Aversa A, Isidori AM, Greco EA, Giannetta E, Gianfrilli D, Spera E, Fabbri A. Eur Urol. 2004 May;45(5):535-8.

Comparing vardenafil and sildenafil in the treatment of men with erectile dysfunction and risk factors for cardiovascular disease: A randomized, double-blind, pooled crossover study

Data from head-to-head clinical trials of phosphodiesterase type 5 (PDE5) inhibitors are scarce, making it difficult for clinicians to differentiate among these agents to select the most appropriate treatment for their patients with erectile dysfunction (ED). This randomized, double-blind, crossover head-to-head clinical trial compared patient preference, efficacy and safety of vardenafil and sildenafil in men with ED and diabetes, hypertension and/or hyperlipidemia. Prospective analysis was performed on two studies in which 1,057 men were randomized to vardenafil 20 mg ( N = 530) or sildenafil 100 mg (2 × 50 mg encapsulated tablets) ( N = 527) for 4 weeks. Following a 1-week washout, patients switched treatment for 4 weeks. Patients were asked about overall preference relating to their ED treatment, including "Overall, which medication do you prefer?" besides 11 other questions. Efficacy assessments after each treatment period included the erectile function (EF) domain score of the International Index of Erectile Function (IIEF), Sexual Encounter Profile (SEP) diary questions SEP2 and SEP3, Global Assessment Question (GAQ) and Treatment Satisfaction Scale (TSS). Data regarding adverse events were collected throughout the study. A total of 931 men (mean age 57.9 years) were included in the intent-to-treat (ITT) population. Non-inferiority of vardenafil over sildenafil was achieved for overall preference (vardenafil 38.9%, sildenafil 34.5% and no preference 26.6%). Additionally, the change from baseline in the EF domain score of the IIEF achieved nominal significance for vardenafil over sildenafil (10.00 vs. 9.40; P = 0.0052). Patients also had a higher percentage of positive responses for vardenafil for SEP2, SEP3, GAQ and 12 of 19 questions on the TSS. Both drugs were well tolerated. This randomized, double-blind, head-to-head trial in ED patients with cardiovascular risk factors demonstrated non-inferiority of vardenafil for overall preference. Vardenafil achieved nominal statistical superiority over sildenafil for several frequently used efficacy measures. Both drugs were well tolerated.

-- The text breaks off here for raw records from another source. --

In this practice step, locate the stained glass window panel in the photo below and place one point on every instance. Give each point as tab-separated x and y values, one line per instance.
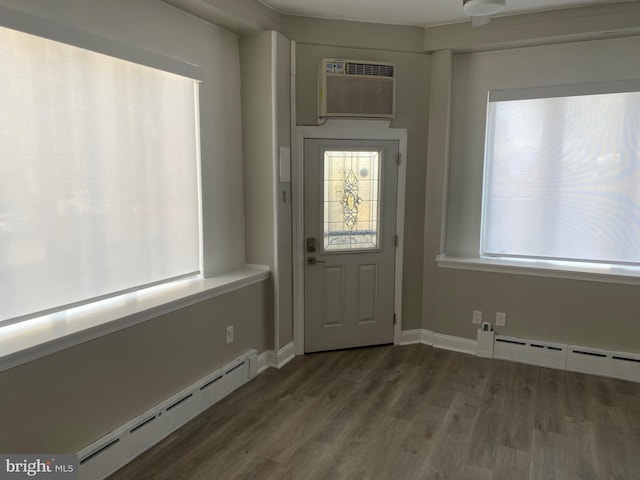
351	200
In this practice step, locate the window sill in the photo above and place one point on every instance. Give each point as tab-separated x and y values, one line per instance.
35	338
570	270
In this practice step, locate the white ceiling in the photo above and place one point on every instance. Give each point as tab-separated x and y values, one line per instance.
409	12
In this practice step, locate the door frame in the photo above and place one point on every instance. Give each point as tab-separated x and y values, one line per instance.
342	130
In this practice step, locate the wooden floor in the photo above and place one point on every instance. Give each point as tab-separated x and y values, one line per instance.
411	412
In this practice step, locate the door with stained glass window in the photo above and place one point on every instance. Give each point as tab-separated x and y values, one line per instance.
350	203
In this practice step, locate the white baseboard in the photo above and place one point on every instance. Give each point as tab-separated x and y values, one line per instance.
271	359
409	337
438	340
620	365
285	355
117	448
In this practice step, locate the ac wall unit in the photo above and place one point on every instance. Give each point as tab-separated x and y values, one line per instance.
352	88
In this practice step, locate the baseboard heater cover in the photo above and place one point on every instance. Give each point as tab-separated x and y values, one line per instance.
116	449
534	352
624	366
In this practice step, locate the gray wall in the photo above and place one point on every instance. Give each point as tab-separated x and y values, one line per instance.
578	312
317	39
265	60
65	401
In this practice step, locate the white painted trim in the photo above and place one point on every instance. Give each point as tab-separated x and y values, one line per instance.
606	363
117	448
275	176
266	359
286	354
342	130
410	337
438	340
32	339
271	359
538	268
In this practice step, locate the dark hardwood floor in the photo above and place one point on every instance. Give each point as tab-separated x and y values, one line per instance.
411	412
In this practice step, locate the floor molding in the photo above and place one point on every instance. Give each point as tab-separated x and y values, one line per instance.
272	359
438	340
574	358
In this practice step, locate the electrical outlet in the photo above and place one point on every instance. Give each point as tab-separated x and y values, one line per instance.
230	334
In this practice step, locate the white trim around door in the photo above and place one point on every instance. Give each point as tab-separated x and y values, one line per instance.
343	130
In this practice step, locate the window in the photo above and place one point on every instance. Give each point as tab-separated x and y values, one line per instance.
99	190
562	174
351	200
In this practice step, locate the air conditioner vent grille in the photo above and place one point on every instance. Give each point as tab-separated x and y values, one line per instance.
371	69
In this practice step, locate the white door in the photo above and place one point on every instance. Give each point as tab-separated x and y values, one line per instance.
350	206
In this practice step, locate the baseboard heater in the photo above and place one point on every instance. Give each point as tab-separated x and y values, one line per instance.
116	449
621	365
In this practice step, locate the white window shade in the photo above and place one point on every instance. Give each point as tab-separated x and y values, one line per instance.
562	175
99	176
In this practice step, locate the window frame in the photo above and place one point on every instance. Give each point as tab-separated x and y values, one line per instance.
562	268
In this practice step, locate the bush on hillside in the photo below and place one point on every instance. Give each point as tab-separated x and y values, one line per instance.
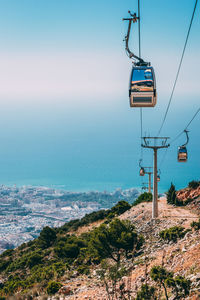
33	260
179	285
146	292
120	207
110	241
53	287
173	233
194	184
145	197
171	195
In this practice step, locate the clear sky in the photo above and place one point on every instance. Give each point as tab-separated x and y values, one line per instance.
64	75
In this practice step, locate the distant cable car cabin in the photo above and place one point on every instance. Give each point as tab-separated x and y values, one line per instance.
142	91
182	154
142	171
158	176
182	150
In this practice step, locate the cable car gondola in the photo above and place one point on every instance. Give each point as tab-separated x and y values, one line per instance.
142	91
158	176
142	172
182	150
142	87
182	154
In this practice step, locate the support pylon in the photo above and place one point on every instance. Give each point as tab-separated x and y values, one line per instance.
155	143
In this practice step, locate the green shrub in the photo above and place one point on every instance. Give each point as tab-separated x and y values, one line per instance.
47	237
53	287
8	252
4	264
34	260
194	184
120	208
145	197
171	195
195	225
110	241
173	233
83	269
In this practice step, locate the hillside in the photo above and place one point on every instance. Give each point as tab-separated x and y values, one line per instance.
70	256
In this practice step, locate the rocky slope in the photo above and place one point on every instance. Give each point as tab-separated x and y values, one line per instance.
182	256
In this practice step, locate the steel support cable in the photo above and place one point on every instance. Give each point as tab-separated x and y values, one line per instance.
194	116
196	113
139	38
179	68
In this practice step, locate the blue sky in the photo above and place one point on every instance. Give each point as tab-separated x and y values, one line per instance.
64	89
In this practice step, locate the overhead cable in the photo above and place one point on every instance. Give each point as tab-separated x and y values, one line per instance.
179	68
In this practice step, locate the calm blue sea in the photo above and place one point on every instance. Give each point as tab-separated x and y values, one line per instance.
91	148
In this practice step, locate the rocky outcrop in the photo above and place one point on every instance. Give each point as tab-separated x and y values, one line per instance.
188	193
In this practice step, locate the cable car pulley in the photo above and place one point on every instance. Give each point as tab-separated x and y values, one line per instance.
182	150
142	87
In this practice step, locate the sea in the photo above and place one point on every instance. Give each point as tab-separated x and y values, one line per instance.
97	147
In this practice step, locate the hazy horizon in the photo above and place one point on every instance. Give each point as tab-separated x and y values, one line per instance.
65	115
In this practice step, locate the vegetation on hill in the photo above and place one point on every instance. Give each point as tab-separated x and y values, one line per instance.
172	198
173	233
194	184
57	252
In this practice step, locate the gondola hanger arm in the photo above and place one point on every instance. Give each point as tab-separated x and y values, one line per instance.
131	20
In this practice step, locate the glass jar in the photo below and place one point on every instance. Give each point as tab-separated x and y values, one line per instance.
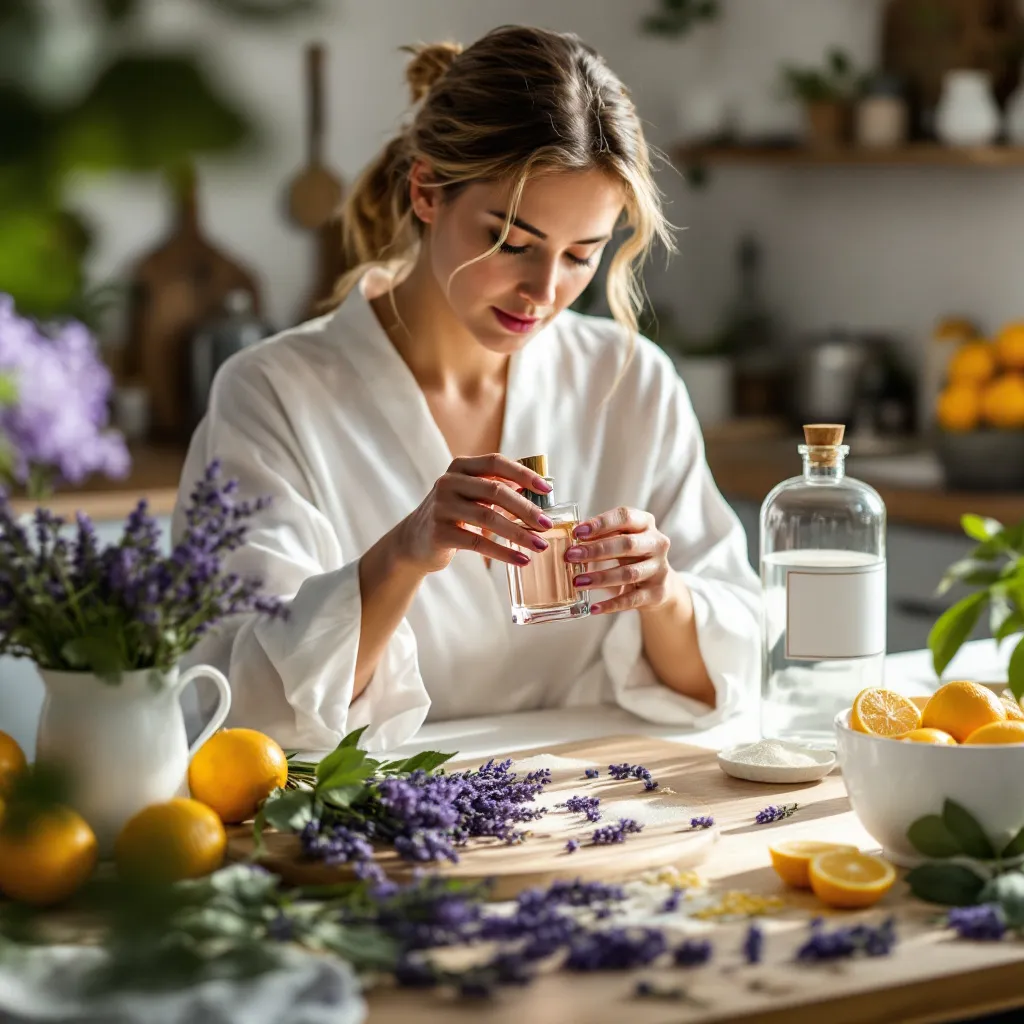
823	582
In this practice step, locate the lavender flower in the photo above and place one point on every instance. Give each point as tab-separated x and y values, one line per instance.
754	944
614	949
985	922
585	805
692	952
774	813
54	424
614	834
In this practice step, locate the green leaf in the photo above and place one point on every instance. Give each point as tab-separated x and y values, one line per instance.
965	828
952	628
931	837
980	527
950	885
290	811
1008	891
1015	673
1015	848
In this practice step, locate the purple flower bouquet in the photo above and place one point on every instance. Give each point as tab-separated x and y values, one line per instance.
72	605
53	406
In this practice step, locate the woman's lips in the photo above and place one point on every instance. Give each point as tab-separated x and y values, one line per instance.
518	325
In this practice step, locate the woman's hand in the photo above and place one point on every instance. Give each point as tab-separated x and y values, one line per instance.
475	493
629	537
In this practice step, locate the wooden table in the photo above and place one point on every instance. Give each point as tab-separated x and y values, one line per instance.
930	976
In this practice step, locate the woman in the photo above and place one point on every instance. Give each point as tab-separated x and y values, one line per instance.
374	430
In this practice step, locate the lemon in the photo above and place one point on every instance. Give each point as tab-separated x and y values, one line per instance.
846	880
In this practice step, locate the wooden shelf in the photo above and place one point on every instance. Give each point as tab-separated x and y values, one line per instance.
918	155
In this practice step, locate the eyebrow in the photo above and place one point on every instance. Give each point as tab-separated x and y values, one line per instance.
530	229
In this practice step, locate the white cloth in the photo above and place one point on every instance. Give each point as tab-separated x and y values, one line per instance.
328	420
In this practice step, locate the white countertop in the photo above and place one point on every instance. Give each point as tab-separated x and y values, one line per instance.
909	673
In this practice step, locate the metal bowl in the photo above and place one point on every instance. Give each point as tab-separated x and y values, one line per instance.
982	460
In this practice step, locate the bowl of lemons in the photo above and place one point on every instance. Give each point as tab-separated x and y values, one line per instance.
903	759
980	413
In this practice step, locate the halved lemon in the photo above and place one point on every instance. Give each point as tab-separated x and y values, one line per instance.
928	736
847	880
792	858
884	713
997	732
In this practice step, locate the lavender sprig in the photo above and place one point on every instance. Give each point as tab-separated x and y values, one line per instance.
774	813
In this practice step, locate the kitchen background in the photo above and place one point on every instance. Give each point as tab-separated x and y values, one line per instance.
848	185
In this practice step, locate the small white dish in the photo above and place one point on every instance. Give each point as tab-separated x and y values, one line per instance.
824	761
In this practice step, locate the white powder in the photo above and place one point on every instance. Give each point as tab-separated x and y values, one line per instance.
771	754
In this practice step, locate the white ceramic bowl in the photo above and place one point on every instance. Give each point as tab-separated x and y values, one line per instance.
893	783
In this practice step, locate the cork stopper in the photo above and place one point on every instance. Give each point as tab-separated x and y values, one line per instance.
823	440
539	465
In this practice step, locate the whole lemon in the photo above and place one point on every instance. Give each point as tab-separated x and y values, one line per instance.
49	860
1003	402
958	408
235	770
1010	346
973	363
180	839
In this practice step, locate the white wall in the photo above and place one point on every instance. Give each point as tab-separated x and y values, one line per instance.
886	248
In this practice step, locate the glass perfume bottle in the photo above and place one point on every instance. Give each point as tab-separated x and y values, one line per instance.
543	591
823	581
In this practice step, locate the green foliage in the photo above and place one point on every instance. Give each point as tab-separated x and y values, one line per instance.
995	568
138	110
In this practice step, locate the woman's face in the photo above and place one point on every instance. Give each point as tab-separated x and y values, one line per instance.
552	251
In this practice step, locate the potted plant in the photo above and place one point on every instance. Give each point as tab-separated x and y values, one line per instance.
826	94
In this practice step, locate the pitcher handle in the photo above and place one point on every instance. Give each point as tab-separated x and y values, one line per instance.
223	705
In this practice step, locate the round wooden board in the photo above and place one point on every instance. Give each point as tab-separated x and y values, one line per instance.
667	840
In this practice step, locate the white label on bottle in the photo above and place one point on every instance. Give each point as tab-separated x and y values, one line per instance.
835	611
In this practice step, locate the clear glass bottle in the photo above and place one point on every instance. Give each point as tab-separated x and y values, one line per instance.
543	591
823	582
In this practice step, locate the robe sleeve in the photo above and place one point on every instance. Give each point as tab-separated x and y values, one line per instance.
709	550
293	678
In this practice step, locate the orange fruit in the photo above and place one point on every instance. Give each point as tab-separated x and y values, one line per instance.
50	860
11	759
997	732
1010	345
928	736
181	839
960	708
846	880
792	859
973	363
958	408
235	771
884	713
1003	402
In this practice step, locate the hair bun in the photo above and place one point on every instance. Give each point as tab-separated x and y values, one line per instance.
430	62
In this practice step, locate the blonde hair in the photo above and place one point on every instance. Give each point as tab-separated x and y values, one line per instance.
518	101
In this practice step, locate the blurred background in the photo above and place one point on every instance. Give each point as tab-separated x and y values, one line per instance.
847	175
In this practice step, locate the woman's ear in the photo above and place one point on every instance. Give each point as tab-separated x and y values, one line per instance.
423	197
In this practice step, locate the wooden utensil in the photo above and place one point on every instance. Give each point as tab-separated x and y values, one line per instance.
175	288
314	195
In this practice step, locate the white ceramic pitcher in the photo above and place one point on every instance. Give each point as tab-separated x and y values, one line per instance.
124	743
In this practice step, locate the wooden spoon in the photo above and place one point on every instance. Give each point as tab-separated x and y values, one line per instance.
315	193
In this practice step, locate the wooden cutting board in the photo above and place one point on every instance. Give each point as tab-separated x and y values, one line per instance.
667	838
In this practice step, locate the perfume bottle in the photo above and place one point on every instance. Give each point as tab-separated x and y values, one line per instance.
543	591
823	581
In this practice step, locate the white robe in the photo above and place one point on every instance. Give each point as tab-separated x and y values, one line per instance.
329	421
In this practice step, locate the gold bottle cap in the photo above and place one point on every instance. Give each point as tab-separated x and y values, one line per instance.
536	463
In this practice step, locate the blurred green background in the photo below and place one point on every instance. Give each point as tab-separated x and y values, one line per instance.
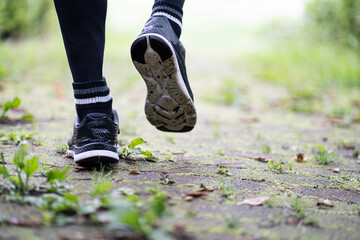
300	56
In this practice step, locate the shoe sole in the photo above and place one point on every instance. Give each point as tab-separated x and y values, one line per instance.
94	157
168	105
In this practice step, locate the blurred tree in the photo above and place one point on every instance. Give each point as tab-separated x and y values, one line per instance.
19	18
337	20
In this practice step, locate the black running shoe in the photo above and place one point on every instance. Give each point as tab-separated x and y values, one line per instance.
95	140
159	57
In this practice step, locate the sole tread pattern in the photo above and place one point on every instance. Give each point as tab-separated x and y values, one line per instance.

Rubio-Aurioles E, Porst H, Eardley I, Goldstein I. J Sex Med. 2006 Nov;3(6):1037-49.

Editorial note

Sildenafil, vardenafil and taladafil
act by selectively inhibiting phosphodiesterase 5 (PDE-5) . They have no effect in the absence of sexual activity. The recommended dose of sildenafil is 50-100 mg (for men >65 years - 25 mg) 1 h before intercourse. The normal starting dose for vardenafil is 10 mg (roughly equivalent to 50 mg of sildenafil). Vardenafil should be taken 25-60 min prior to sexual activity, with a maximum dose frequency of once per day. Taladafil is the third impotence pill after sildenafil and vardenafil. Taladafil's longer half-life (17.5 h) as compared with sildenafil and vardenafil (4-5 h) results in a longer duration of action. Due to its 36-h effect, it is also known as the weekend pill . The recommended starting dose is 10 mg, taken prior to anticipated sexual activity.